|
Stadion Utama Gelora Bung Karno (SUGBK), Senayan, Jakarta |
Trauma.
Bisa dimaknai cedera fisik, luka pada tubuh. Bisa pula berarti keadaan
jiwa atau tingkah laku yang tidak normal sebagai akibat dari tekanan
jiwa atau cedera jasmani.
Trauma bisa timbul karena lingkungan atau dirinya sendiri. Trauma muncul dari peristiwa yang mencemaskan dan menakutkan.
Trauma
tercipta akibat adanya keterkaitan antara ingatan sosial dengan ingatan
pribadi tentang peristiwa yang mengguncang eksistensi kejiwaan. Trauma
bisa menimbulkan gangguan terus-menerus pada distribusi energi pikiran.
Situasi itu sedang dialami Andik. Dia trauma sampai takut untuk
kembali merumput di atas tanah sendiri, di Liga 1. Sebuah liga yang
sebelumnya diagungkan dengan label Indonesian Super League (ISL).
Agung
karena ISL sempat diyakini tak bisa diubah. Namanya sudah dipatri di
Statuta PSSI sejak 2008 sebagai liga kasta teratas Indonesia. Kompetisi
paling bergengsi di Indonesia itu diikuti 18 tim kontestan yang berada
dari barat sampai ke timur.
Tapi rupanya, perubahan label itu
sesulit seperti yang terlanjur dikultuskan.
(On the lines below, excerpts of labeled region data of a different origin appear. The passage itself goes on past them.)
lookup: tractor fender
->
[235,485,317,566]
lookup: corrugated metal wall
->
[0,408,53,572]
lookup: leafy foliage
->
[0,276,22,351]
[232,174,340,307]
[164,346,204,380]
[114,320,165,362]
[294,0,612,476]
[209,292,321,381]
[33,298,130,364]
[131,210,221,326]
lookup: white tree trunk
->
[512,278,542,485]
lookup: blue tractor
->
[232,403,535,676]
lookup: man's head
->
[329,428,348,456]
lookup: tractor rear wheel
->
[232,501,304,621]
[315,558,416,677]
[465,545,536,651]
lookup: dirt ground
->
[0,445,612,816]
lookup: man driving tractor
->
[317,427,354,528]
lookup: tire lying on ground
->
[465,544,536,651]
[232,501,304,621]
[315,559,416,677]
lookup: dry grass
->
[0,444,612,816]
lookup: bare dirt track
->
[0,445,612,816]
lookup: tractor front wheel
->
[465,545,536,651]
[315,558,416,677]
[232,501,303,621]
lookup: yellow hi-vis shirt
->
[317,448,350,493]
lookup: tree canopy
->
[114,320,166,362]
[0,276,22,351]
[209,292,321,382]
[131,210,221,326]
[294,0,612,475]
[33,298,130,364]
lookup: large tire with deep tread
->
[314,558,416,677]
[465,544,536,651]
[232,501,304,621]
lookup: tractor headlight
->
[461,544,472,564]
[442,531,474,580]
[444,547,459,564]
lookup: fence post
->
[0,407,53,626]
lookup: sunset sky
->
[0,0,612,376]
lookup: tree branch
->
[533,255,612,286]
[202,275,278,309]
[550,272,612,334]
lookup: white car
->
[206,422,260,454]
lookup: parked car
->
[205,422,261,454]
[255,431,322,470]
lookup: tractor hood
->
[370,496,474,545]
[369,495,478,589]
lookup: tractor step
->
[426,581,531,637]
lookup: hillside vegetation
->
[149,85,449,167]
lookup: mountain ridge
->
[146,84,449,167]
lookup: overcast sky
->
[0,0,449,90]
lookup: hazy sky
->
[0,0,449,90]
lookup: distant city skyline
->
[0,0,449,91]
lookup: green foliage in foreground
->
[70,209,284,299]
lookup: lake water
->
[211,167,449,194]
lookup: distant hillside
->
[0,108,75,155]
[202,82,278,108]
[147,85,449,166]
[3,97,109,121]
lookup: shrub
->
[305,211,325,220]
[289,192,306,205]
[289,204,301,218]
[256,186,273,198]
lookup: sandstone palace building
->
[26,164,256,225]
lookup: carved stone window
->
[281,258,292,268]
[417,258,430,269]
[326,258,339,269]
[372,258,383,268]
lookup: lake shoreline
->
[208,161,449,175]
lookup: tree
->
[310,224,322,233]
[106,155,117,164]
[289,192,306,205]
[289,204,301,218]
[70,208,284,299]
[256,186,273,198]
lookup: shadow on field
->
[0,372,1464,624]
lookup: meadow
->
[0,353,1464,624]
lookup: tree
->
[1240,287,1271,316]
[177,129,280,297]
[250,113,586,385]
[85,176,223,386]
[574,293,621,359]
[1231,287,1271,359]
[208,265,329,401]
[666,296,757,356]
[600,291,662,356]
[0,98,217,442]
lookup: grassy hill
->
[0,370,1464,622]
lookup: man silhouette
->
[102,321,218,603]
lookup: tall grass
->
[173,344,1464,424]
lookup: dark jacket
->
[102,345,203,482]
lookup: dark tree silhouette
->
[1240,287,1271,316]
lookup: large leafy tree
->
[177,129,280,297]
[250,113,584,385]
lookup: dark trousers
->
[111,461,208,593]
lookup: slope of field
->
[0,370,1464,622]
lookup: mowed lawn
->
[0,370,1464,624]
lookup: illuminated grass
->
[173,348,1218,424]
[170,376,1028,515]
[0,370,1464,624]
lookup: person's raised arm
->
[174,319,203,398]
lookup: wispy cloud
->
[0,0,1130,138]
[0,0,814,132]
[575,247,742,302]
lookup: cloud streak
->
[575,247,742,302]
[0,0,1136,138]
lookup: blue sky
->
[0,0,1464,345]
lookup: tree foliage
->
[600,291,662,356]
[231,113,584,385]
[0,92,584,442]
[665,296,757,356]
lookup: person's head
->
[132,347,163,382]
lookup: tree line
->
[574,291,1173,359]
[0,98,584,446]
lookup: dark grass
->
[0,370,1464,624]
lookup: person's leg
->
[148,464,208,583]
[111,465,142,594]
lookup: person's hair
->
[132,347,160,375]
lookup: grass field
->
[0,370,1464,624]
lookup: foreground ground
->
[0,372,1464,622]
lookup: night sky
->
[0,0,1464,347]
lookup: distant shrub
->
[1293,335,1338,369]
Nama kompetisi itu bahkan
bisa diganti dengan begitu gampang.
Prosesi perubahan nama itu
dibuat sendiri oleh orang-orang yang bilang pergantian nama kompetisi
itu sulit. Mereka yang bilang pergantian nama itu sulit, ya mereka yang
pengurus PSSI, sebagian masih menjadi pengurus saat ini, juga pemilik
suara.
Perubahan nama itu dibuat saat mereka berkumpupl dalam
Kongres PSSI di Hotel Aryaduta, Bandung, 8 Januari 2017. Dari
kumpul-kumpul itu muncullah wacana penggantian nama kompetisi.
Detailnya, mereka yang tahu karena kongres itu tertutup buat publik.
Setelah
bersepakat, proses berikutnya malah makin gampang. Nama kompetisi
dipasrahkan kepada sponsor. Cuma butuh waktu 13 hari buat mereka untuk
menentukan nama baru. Ya, berselang dua pekan kurang satu hari sejak
diwacanakan, ISL resmi ganti nama menjadi Liga 1.
Perubahan
brand menjadi Liga 1 dengan gampang itu tak menyembuhkan luka Andik
Vermansah dan anak-anak negeri lainnya dengan cepat. Andik secara
terbuka menyatakan belum bisa move on sepenuhnya. Dia masih terjebak
dalam luka masa lalu.
"Memang ada perubahan di liga Indonesia,
tapi saya masih trauma. Karena, menurut saya kondisi saat ini belum 100
persen normal," kata Andik.
Maka, dia pun memilih untuk bertahan di klub yang sudah diperkuat sejak 2013, Selangir FC, sebuah klub di liga Malaysia.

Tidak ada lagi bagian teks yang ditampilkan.